Yes it would!all you wanted.no limit


----------



## NicklesOSU

*Tilapia*

I was reading in the new TP&W handout that you get with your license that contains the hunting and fishing laws. There was a section about Tilapia and Grass carp; the section stated that if you caught either species in a body of water that was not designated to have either species you were legally required to immediately remove the intestines of the fish. My question which bodies of water are/aren't these fish allowed to be in?


----------



## Miles2Fish

I believe they are invasive species to all Texas waters....


----------



## Meadowlark

Clarification: Tilapia(Mozambique) are legal for stocking in *private* waters in Texas. It is illegal to stock any Tilapia in any *public* waters in Texas.
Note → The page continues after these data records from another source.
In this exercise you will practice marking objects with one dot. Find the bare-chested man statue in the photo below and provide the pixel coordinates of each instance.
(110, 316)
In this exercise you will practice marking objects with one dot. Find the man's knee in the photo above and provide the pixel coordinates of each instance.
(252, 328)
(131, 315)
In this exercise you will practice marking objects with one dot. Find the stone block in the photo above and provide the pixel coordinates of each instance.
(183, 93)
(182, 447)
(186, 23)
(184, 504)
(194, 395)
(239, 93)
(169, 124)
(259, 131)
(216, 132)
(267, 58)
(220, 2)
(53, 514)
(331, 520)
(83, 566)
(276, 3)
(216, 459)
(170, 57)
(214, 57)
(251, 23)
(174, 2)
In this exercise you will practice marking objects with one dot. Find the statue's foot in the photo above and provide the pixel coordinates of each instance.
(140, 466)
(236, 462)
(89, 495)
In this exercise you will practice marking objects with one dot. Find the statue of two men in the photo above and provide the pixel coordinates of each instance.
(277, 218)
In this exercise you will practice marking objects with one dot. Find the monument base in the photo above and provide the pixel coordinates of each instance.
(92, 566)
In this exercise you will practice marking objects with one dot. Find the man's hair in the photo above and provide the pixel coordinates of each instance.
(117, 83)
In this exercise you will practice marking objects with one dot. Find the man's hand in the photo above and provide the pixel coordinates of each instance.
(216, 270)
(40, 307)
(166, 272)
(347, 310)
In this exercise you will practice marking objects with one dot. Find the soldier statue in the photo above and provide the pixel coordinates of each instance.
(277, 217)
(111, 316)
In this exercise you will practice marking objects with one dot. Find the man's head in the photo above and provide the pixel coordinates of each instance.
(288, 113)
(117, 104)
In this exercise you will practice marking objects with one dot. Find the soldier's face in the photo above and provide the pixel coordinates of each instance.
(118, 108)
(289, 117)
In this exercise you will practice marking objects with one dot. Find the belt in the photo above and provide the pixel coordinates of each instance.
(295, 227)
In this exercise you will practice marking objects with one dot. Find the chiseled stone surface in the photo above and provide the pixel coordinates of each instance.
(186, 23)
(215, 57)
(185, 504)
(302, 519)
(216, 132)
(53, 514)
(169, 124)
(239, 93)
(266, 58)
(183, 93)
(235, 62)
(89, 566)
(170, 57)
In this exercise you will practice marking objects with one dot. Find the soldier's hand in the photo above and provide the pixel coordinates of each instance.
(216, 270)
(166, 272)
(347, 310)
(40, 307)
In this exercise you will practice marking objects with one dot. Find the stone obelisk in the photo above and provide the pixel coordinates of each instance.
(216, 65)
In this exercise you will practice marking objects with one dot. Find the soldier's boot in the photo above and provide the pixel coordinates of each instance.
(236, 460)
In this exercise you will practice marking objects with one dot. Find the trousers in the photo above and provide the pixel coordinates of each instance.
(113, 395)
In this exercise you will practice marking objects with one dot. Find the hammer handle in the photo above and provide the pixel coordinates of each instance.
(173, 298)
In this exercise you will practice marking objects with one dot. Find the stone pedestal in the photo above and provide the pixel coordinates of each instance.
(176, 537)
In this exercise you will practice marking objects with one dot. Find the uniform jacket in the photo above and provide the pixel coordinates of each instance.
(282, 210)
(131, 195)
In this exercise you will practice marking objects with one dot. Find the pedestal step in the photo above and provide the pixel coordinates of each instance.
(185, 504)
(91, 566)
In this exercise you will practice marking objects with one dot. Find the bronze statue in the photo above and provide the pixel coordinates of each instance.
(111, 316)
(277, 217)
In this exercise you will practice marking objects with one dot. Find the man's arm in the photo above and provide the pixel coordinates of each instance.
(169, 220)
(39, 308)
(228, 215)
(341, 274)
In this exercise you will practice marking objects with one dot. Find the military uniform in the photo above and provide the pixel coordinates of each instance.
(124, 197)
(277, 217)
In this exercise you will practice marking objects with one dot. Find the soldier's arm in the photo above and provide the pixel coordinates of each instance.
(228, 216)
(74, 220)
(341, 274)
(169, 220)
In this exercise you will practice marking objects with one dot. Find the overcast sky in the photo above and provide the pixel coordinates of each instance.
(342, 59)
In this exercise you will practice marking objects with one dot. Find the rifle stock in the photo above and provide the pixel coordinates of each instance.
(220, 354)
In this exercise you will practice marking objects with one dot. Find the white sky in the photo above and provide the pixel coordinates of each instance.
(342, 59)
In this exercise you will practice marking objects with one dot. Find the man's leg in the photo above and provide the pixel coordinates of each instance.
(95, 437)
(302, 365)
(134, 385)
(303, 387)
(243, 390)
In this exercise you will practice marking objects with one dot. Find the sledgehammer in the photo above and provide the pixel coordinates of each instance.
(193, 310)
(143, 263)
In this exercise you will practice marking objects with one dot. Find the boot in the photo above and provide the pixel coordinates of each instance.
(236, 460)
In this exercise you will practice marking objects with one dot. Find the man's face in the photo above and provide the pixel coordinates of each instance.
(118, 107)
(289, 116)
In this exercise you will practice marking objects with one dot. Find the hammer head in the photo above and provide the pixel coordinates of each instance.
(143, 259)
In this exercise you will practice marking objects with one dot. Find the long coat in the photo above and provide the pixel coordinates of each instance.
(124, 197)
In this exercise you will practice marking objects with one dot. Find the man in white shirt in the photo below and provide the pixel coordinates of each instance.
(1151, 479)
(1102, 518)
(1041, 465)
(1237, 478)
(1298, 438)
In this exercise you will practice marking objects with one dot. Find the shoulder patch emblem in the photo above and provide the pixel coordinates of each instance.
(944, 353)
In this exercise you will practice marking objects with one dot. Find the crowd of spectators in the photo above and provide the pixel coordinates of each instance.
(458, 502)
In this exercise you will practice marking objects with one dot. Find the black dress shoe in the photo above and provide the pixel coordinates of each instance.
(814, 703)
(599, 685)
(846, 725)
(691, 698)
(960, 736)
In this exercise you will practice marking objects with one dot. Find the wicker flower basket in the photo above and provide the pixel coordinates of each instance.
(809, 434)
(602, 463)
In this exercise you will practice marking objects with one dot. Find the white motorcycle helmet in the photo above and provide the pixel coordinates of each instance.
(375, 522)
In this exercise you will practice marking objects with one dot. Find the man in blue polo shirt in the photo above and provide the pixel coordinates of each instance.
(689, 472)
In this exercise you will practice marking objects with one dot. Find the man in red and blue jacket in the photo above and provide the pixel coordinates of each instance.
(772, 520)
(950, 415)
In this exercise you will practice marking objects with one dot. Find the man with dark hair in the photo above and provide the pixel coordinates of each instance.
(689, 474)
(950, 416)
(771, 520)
Several of the power plant lakes in Texas have Blue Tilapia in them...exact stocking origin is unknown. If caught in public waters, they must be killed and gutted before leaving the public water.

There is an expanding cottage industry in Texas raising Mozambique Tilapia for sale to private pond owners. Tilapia are so common in East Texas that you can buy them in the spring at many feed stores...just like any other commodity.


----------



## SV_DuckBuster

I've bowhunted them up on lake Fairfield but never fished for them. How does one target them with a rod and reel? Special technique to catch them or are they just typically by-catch when targeting other species?

Never heard of them on Conroe and certainly never seen them there like you do at Fairfield. If they are on Conroe, I sure would like to help rid the lake of an invasive species! :smile:


----------



## Brian Castille

Those things are in just about every freshwater body of water. In my neighborhood lake of 5 acres there were at least 50 of them in the 10" to 20" range floating and another 6 plecos floating in the same size range.


----------



## HGX_Fisherman

HEADSHAKER said:


> Yes it would!all you wanted.no limit


Excellent, I wonder if that would work better than the cut carp or buffalo we have always used...


----------



## Quackerbox

Caught them in cast nets plenty of times on Conroe


----------



## johnmyjohn

I guess I'll step out and say it, those fish are good eating. If you frequent any buffet and they don't tell you what the fish is it's probably talapia. Fillet those bad boys and fry them. If I get into those fish by chance on one of my lately rare fishing trips I'm hanging in there till theres no more.


----------



## SV_DuckBuster

johnmyjohn said:


> I guess I'll step out and say it, those fish are good eating. If you frequent any buffet and they don't tell you what the fish is it's probably talapia. Fillet those bad boys and fry them. If I get into those fish by chance on one of my lately rare fishing trips I'm hanging in there till theres no more.


How do you target them with rod and reel? Never fished for them and don't even know what they like to eat.

You are right though, they are really good to eat. I love em and they are easy to bow hunt.


----------



## Coach Jordan

I saw on dirty jobs one time they use tilapia to keep the tanks clean at a bass farm in Arizona. They eat the bass poo. I guess you can find some bass **** and put it on a hook and see if it works.


----------



## HGX_Fisherman

They eat vegetable matter too. Ive foul hooked some in the belly catfishing, and have also had some eat bread fishing for carp.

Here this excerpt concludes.